Mariés sous le régime de la séparation de biens, des époux ont créé une SARL, l'époux étant associé majoritaire et gérant, l'épouse associée minoritaire. Celle-ci a fait apport à la société d'une somme de 1.489.251 € inscrite en compte courant d'associé.
Un tribunal a ouvert le redressement judiciaire de la société puis prononcé sa liquidation judiciaire. L'épouse a déclaré une créance chirographaire de 1.305.900 €.
Elle a ensuite assigné en responsabilité son mari ainsi que l'expert-comptable qui avait été chargé notamment des formalités de constitution de la société afin d'obtenir leur condamnation solidaire au paiement de diverses sommes en réparation de son préjudice matériel et moral.

La cour d'appel de Nîmes a déclaré ses demandes irrecevables.
Les juges du fond ont retenu que lorsqu'elle décrivait son préjudice moral, la requérante faisait état essentiellement d'arguments financiers l'ayant conduite à la dépression, telle l'impossibilité de léguer à ses enfants un patrimoine dilapidé dans la gestion de la société, et que ce préjudice n'était pas distinct de celui des autres créanciers.

Ce raisonnement est invalidé par la Cour de cassation au visa des articles L. 223-22, L. 622-20 et L. 641-4, alinéa 4, du code de commerce.
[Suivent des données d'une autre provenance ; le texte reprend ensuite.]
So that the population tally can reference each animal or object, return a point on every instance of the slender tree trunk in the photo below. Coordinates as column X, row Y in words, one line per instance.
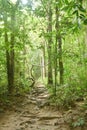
column 50, row 77
column 59, row 41
column 61, row 69
column 7, row 50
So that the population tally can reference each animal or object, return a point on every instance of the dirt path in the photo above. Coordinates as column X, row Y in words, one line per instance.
column 34, row 113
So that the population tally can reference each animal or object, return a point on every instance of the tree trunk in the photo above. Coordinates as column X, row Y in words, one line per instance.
column 10, row 52
column 11, row 83
column 50, row 77
column 59, row 41
column 61, row 69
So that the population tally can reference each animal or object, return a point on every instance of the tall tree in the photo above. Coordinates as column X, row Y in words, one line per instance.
column 49, row 29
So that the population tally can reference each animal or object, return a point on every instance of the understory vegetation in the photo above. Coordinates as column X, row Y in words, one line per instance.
column 44, row 41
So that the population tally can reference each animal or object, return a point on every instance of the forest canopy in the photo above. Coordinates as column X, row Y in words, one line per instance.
column 46, row 41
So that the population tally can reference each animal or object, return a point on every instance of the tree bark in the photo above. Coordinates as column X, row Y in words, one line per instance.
column 50, row 77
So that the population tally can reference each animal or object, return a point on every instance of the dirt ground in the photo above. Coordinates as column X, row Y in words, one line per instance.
column 32, row 112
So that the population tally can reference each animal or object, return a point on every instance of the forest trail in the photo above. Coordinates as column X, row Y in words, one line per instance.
column 34, row 113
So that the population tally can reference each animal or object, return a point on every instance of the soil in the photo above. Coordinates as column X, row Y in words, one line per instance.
column 33, row 112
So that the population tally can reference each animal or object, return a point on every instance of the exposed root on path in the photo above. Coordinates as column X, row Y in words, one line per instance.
column 33, row 112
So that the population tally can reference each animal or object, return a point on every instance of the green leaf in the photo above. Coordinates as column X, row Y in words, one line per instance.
column 85, row 21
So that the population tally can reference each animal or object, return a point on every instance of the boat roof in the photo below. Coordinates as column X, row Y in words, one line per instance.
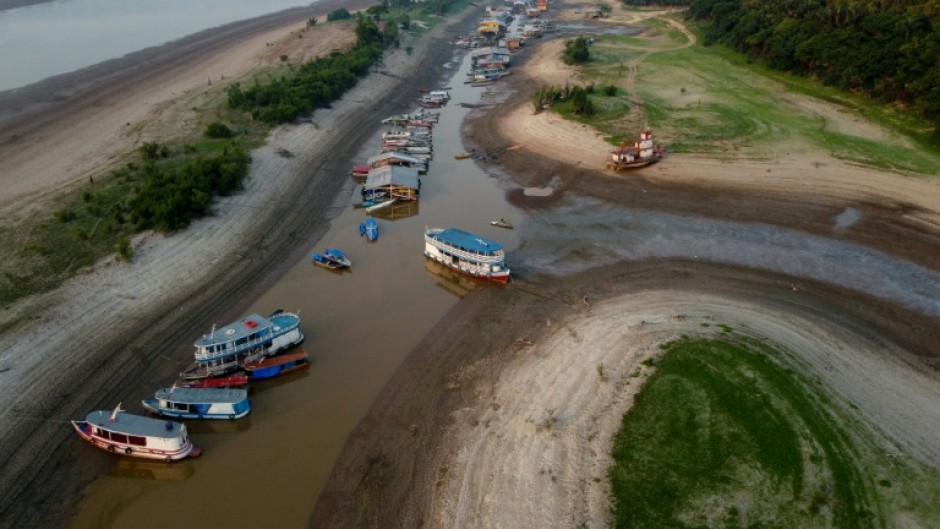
column 233, row 331
column 201, row 395
column 392, row 175
column 396, row 155
column 468, row 241
column 134, row 424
Dans un arrêt rendu le 24 mai 2023 (pourvoi n° 21-21.871), la chambre commerciale reproche en effet aux juges du fond de ne pas avoir recherché si les fautes imputées au gérant, l'embauche au sein de la société de ses maîtresses, mieux payées qu'elle, l'emploi de mots durs et blessants, la confiscation à son avantage de toute sa fortune personnelle et familiale, n'étaient pas à l'origine d'un préjudice moral dont la réparation était étrangère à la reconstitution du gage commun des créanciers et si elle n'échappait pas en conséquence au monopole d'action du liquidateur.